本物のごみと偽物のごみ

 今の私たちの生活は多くのごみを生み出していると書きました。夕食を一回つくると出るごみの量は信じられないほどです。その中には利用できるごみがたくさんあります。食べ物だけでなく包装していた紙やビニールも再利用できます。その意味では「見かけのごみ、偽物のごみ」に過ぎないのです。どうしても使うことができず、本当の意味で捨てざるを得ないものがあるとすれば、それが「本物のごみ」です。

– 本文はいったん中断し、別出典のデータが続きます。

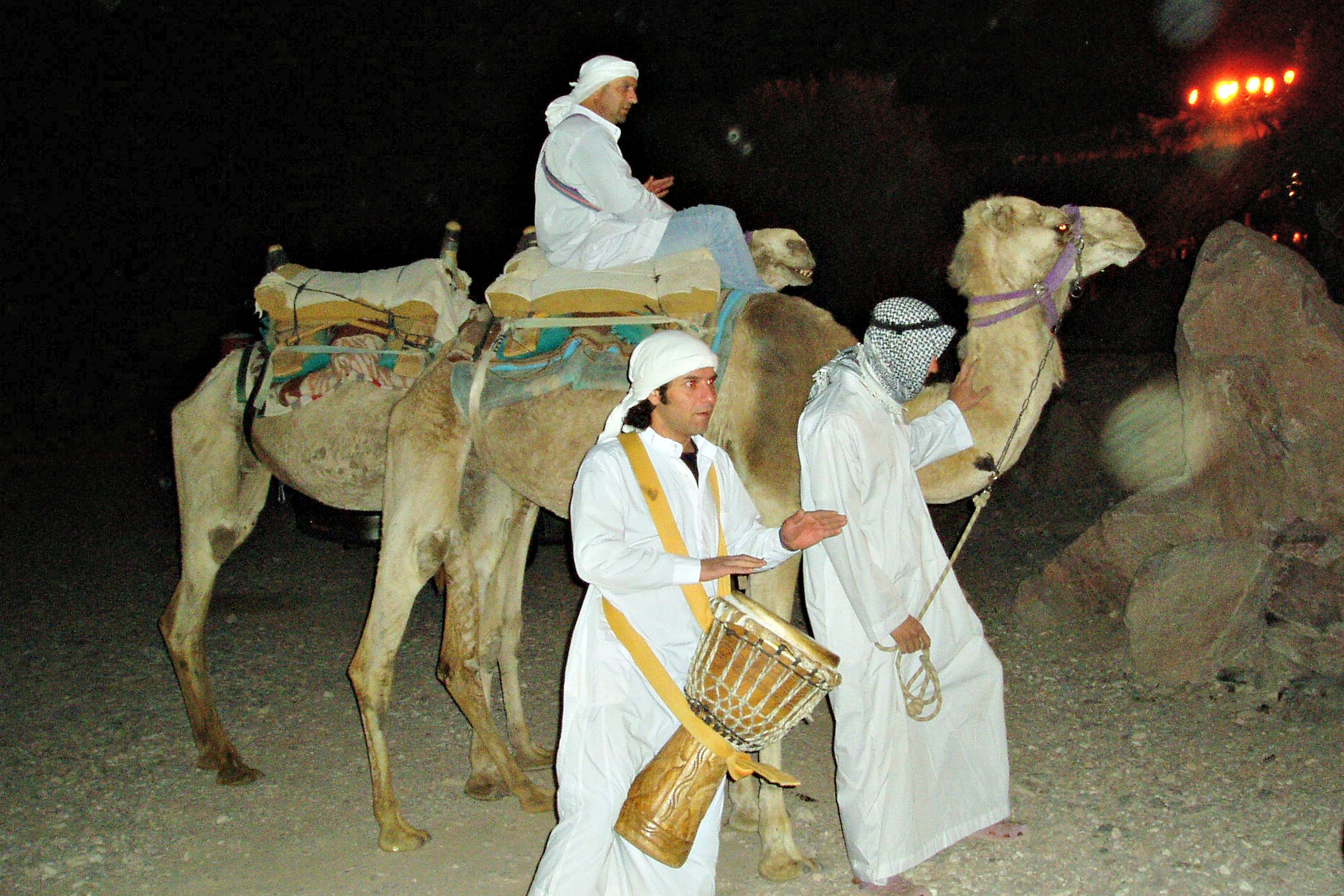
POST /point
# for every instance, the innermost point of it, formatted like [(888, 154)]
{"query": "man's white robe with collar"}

本物のごみは煮ても焼いても食えないものです。ですが、本物のごみはそもそもあるのでしょうか。生態系が循環系であることは本物のごみはなく、すべては循環するサイクルの構成要素として系の維持に役立ついることを示しています。これを生態学的ごみと呼んでもいいでしょう。生態学的ごみは偽物のごみ、現象的にごみに見えているに過ぎないもので、いずれ再利用されるものです。では、本物のごみとは?本物のごみは熱力学的ごみで、エントロピーが最大になった系の状態、それが本物のごみです。どのように工夫しても再利用ができないものです。エネルギーは色々な形態をとります。なぜ私たちは電気を重宝するのでしょうか。それは電気エネルギーを他の形態のエネルギーに変えることによって多様な仕事ができるからです。電気は高品質のエネルギーで、様々に利用可能なのです。それに対して、熱は低品質のエネルギーで、仕事をした後のエネルギーの形態が熱なのです。私たちも身体を激しく動かし運動すると熱が発生し、発汗します。熱を再利用することはもちろんできるのですが、そのためには再利用するエネルギー以上のエネルギーを必要とします。つまり、結果としてますます熱が発生するのです。自然を利用して仕事をした最終結果が熱の発生であり、それが地球規模の温暖化を引き起こしているということになります。文明とは品質の良いエネルギーを利用して自然を人間に都合のよいものに変え、その結果として本物のごみ、つまり熱を出すものなのです。「熱を熱でないエネルギーに変え、しかもその際に更なる熱を出さないようにする」ような機関は永久機関と呼ばれますが、それは熱力学的に存在できないのです

 このように考えてくると、偽物のごみが再利用されても、つまるところは熱という本物のごみになり、それが蓄積されていく、それが私たちの文明ということになります。